The creature stumbled, roaring in fury. It turned its gem-like eye toward me, and a wave of psychic pressure slammed into my mind. Images flashed—a dark altar, chanting figures in robes, a pulsing heart of green stone. The world swam. I felt a warm trickle of blood from my nose.
*No. Not again.* I gritted my teeth, pushing back with everything I had, with the heat in my veins. The pressure receded slightly.
In that moment of distraction, Kaela found her opening. She leaped, her sword plunging deep into the beast’s throat. It let out a wet gurgle and collapsed, the foul glow in its sores fading.
Silence returned, broken only by our ragged breathing.
“What did you see?” Kaela asked, her voice tight as she cleaned her blade eyes were on me, intense and searching.
Before I could answer, a new voice cut through the air. “You shouldn’t be here.”

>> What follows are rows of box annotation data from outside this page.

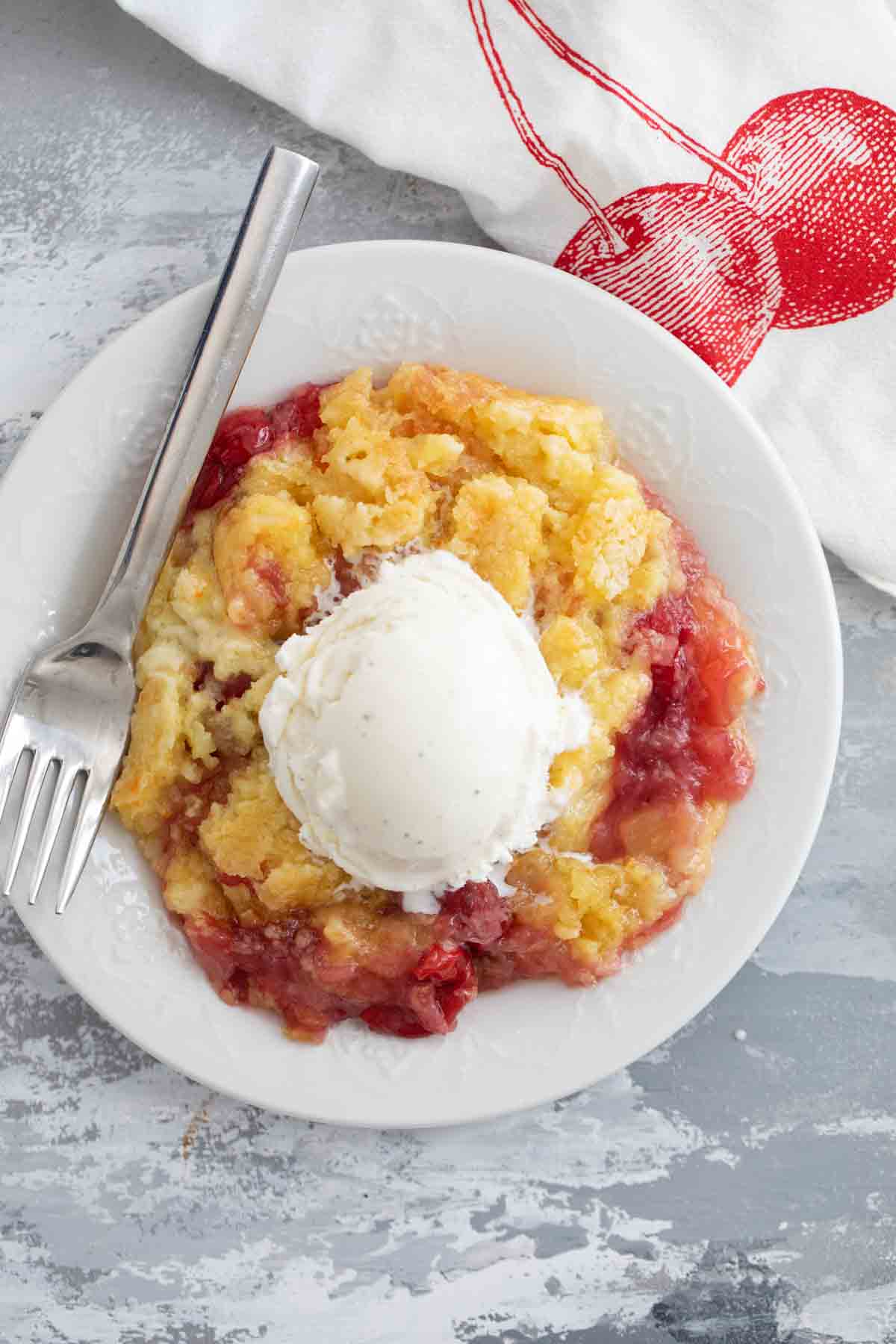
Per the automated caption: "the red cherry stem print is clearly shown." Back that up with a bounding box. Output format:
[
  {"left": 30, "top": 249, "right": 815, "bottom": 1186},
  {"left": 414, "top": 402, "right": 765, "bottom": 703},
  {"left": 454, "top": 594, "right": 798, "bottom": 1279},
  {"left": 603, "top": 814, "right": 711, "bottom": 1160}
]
[
  {"left": 467, "top": 0, "right": 626, "bottom": 254},
  {"left": 508, "top": 0, "right": 752, "bottom": 190}
]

A man stepped out from the shadow of a building. He was tall, clad in practical, worn leather armor, with a long spear strapped to his back. His face was stern, weathered by sun and wind, but his eyes… his eyes held a deep, weary knowledge. A strange, hooked symbol was etched onto the pauldron of his armor. A symbol I had seen in my dreams.
“This is not a place for the Empire’s games,” he said, his gaze sweeping over our uniforms with distrust before settling on me. There was no fear in him, only a grim resolve. “The corruption runs deeper than one mutated beast. You’ve stirred the hornet’s nest.”
Soren stepped forward, knife still in hand. “And who are you?”
“Rex,” the man said, his attention still locked on me. A flicker of confusion crossed his features, as if he recognized something. “I guard these lands. And you’ve just alerted whatever is in the ruins that we’re here.” He nodded toward the pulsating green light deep within the crystalline forest. “If you want to live through the night, you’ll need my help. And I… may need to see what you’re truly capable of, Cadet.”